Dans l’acte de bâtir, les produits sont déjà bien cadrés et normés autour d’entreprises de construction, de laboratoires, de bureaux d’études, d’architectes, et d’organismes de contrôle qui jouent parfaitement leur rôle.

Par contre, les acquéreurs pointent régulièrement  la cherté du crédit bancaire et des assurances lors du montage du dossier d'emprunt. Au niveau de la fiscalité, les frais liés à l’acte d’achat, notamment droits d’enregistrement et de conservation foncière ont littéralement explosé ces dernières années. L'immobilier ayant largement était considéré comme une vache à lait, au détriment de nos concitoyens et de leur pouvoir d’achat. De même le foncier utile et libre est rare et cher au Maroc. Au final, c’est l’acquéreur qui en supporte injustement le coût.
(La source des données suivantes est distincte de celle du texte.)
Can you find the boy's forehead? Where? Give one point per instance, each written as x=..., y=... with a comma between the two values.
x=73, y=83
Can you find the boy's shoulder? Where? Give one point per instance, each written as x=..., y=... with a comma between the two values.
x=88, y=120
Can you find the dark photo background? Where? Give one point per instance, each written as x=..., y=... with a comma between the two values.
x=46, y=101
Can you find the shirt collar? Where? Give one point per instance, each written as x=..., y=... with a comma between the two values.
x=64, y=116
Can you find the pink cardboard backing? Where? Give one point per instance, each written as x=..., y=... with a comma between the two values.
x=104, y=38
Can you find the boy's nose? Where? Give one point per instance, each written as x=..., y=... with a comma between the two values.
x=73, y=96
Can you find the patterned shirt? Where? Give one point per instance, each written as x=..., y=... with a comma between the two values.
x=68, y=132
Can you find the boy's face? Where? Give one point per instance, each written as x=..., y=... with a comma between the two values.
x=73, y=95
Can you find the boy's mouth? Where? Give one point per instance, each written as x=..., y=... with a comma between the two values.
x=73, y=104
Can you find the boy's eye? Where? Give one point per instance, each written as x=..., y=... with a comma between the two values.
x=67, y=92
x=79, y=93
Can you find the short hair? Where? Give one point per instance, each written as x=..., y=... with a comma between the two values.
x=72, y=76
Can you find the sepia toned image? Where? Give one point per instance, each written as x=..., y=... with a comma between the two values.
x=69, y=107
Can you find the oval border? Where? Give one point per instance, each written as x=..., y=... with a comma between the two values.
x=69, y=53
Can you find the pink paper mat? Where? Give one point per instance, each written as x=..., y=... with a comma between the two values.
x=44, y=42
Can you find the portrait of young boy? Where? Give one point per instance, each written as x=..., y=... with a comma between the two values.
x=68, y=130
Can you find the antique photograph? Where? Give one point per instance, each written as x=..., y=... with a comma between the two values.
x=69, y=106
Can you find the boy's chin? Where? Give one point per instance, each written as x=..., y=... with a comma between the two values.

Où se situe la priorité aujourd’hui ? Vendre le stock disponible ? Revendre une partie du foncier ? Débloquer des financements via les banques ?

La priorité est aujourd’hui de garantir la sécurité sanitaire du personnel de bureau et du personnel de chantier. Nous avons dès le mois de mars 2020 engagé des mesures de prévention et d’hygiène avec fourniture de masques, gels et désinfection des parties communes et des abords de nos résidences et des chantiers.

Les stocks fonciers dans les grands centres urbains étant stratégiques et rares, nul promoteur n’entend bien évidemment les céder. Les promoteurs avec lesquels je suis en contact restent optimistes et revendiquent une baisse des taux d’intérêt significative en faveur des ménages. Les banques doivent consentir un effort pour les ménages marocains qui doivent être soutenus en priorité. Elles ne le feront pas sans pression des autorités de tutelle.

A ma connaissance, les autorités de tutelle préparent des mesures de soutien interessantes. En l’absence de données précises, il est difficile de les commenter pour l'instant. Ce qui est certain c’est qu’il ne faut pas jouer petits bras.

Le groupe Mfadel est devenu récemment un acteur du secteur du tourisme. Cette diversification tombe avec la plus grande crise qu’ait connu ce secteur au Maroc. Quelle est la situation ?

Le Maroc a un potentiel touristique incroyable avec une géographie et une culture riche et diversifiée. La marque Maroc est sur les radars du tourisme mondial depuis quelques années. Le tourisme pèse près de 10% du PIB. Il représente 2 millions d’emplois au total et 125 milliards de dirhams de recettes dont 80 pour le tourisme étranger. Ce secteur doit être soutenu car il nourrit de nombreuses petits emplois allant du taxi, au guide en passant par l’artisan et le serveur... Les hôteliers ne sont pas les seuls concernés.

Dans un souci de solidarité nationale, nous avons mis nos actifs hôteliers à disposition des autorités dans le cadre de la lutte sanitaire et médicale. Nous sommes confiants que le tourisme au Maroc possède des fondamentaux solides. La vie de toute entreprise comme de tout individu est faite de hauts et de bas. Les épreuves grandissent les Hommes et les entités.

Le groupe Mfadel a signé un partenariat avec le groupe Accor pour un hôtel Novotel et un hôtel Ibis à Mohammedia / DRLe groupe Mfadel a signé un partenariat avec le groupe Accor pour un hôtel Novotel et un hôtel Ibis à Mohammedia / DR

Quelles sont les perspectives pour vous et plus largement pour les acteurs du secteur touristique ? 

L’arrêt du trafic aérien annonce une saison estivale difficile mais il y a fort à faire avec le tourisme local et national. Il faut faire le dos rond et faire preuve de créativité et d’audace pour mettre en œuvre des stratégies gagnantes. Tous les acteurs du tourisme espèrent une reprise rapide des vols. Nous préparons d’ores et déjà des offres compétitives et des packages inédits pour les familles. 

Certes, les mesures réelles de soutien tardent à se dessiner, mais si elles sont à la hauteur de cette crise, le Maroc pourrait rapidement et dès 2021 retrouver sa vitesse de croisière à la faveur notamment du retour de la cible business et des Marocains du monde.

Le Maroc a marqué des points pendant cette pandémie... Partout, les Marocains sont fiers de leur pays et l’Europe a pu mesurer les progrès accomplis par notre pays dans bien des domaines.